How many times in your life have you been encouraged to follow your heart when you were faced with a difficult decision? While the heart enables us to experience noble virtues such as love and compassion, it is far from an accurate moral compass. Do you know what the Bible says about the heart? It’s pretty startling. Take a look at Jeremiah 17:9–10:

The heart is deceitful above all things, And desperately wicked;
who can know it? I, the LORD, search the heart, I test the mind,
 even to give every man according to his ways, according to the fruit of his doings. (NKJV)


Unfortunately, our actions are often the result of our feelings. But when we do whatever our hearts dictate in the moment, it leads to disaster. In Exodus 32, after Moses and Joshua went up to Mount Sinai for their 40-day visit with God, the people began to feel as though their leader would never return. They told Aaron, Moses’ brother, to fashion the golden calf for them so that it could be their god. Once the idol had been molded, they shouted and sang and danced around it, doing what felt good to them at the time instead of obeying God’s first and second commandments (Exodus 20:3–4).

Like them, our culture believes that life is one big party and adjusts its morals by its feelings. If lying or cheating or stealing or premarital sex or holding a grudge sits well with us, no problem! We justify our actions by saying, “Hey, everyone else is doing it!”

Unfortunately, our actions are often the result of our feelings. But when we do whatever our hearts dictate in the moment, it leads to disaster.

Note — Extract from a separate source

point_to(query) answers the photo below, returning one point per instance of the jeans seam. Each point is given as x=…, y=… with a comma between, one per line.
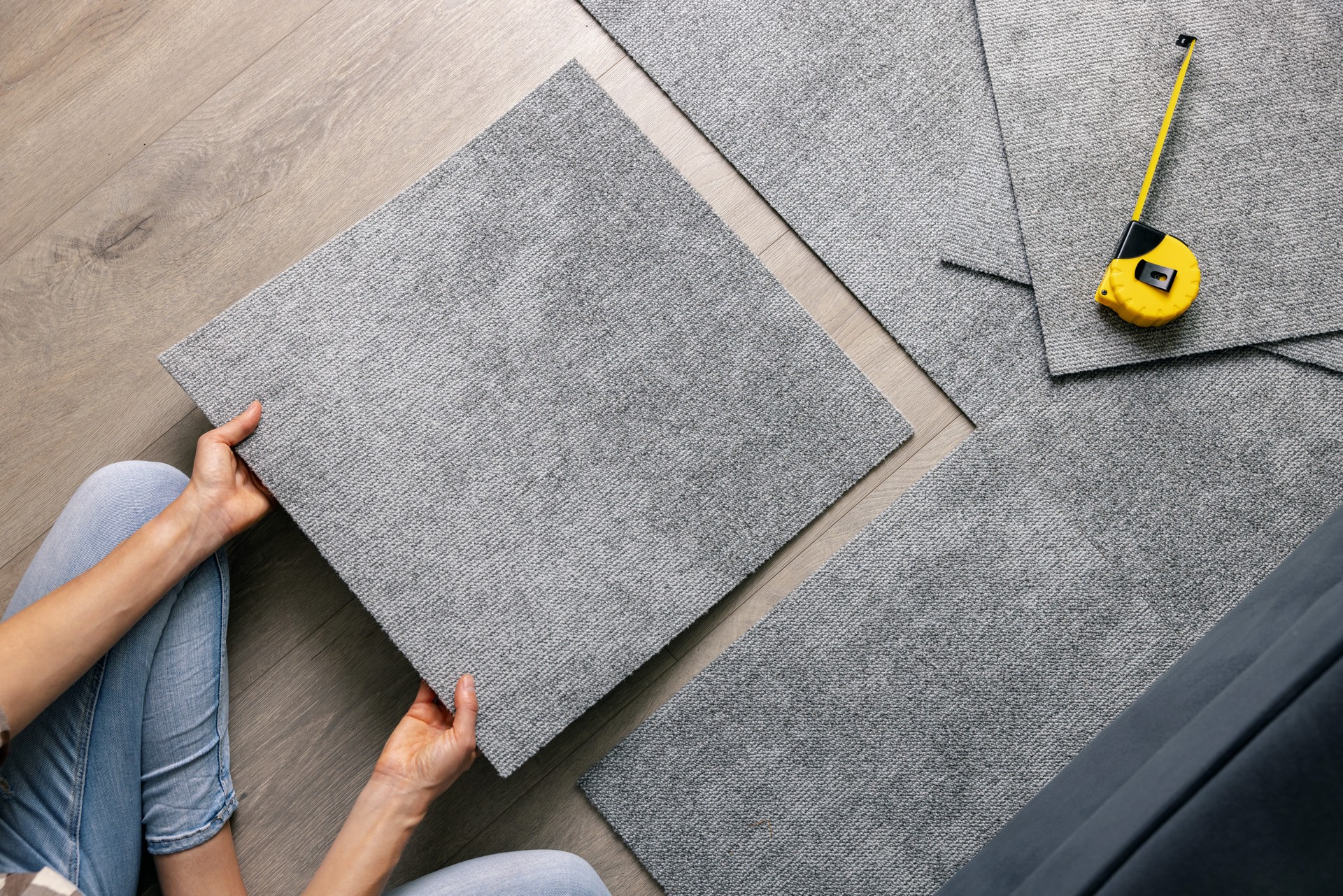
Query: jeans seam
x=220, y=727
x=83, y=771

When I was writing my new book, Walls Fall Down, about the steps to victory we learn from the battle of Jericho in Joshua chapter 6, the aftermath of the Lance Armstrong doping scandal had erupted in the media. The US Anti-Doping Agency convicted the professional road-racing cyclist of using performance-enhancing drugs. Armstrong was then stripped of his seven Tour de France titles and banned from cycling. Major League Baseball and other sports have had their own sets of issues with steroid use. So why do these popular athletes risk everything by disobeying the rules?

Lance Armstrong confessed that he used drugs because everyone else was using. He said there was no way he could compete and win if he didn’t do the same. I read recently that, “Of the 21 top three finishers in the Tour de France during Lance Armstrong’s victory streak, only one has not been tied to doping, according to the U.S. Anti- Doping Agency.”

The epidemic of cheating in the sport of cycling mirrors the same struggles we average folks face. We disobey God’s commands and the laws of the land all the time because everyone else is doing it. We think everyone else is having sex outside of marriage, drinking excessively, flying down the freeway well above the speed limit, or lying on taxes, so we follow suit. We start to believe there is no other way to get ahead in this world than to cheat as well.

I believe Joshua and the Israelites understood there were no shortcuts in God’s plan for their victory at the battle of Jericho. They didn’t rush through the task or skip a day. They didn’t employ their own tactics such as digging underneath the walls or inventing dynamite or a catapult system. They weren’t guided by their feelings and emotions; they knew God was in control. And they set their hearts upon simply obeying the Lord’s command, trusting that He was going to do what He said He would do.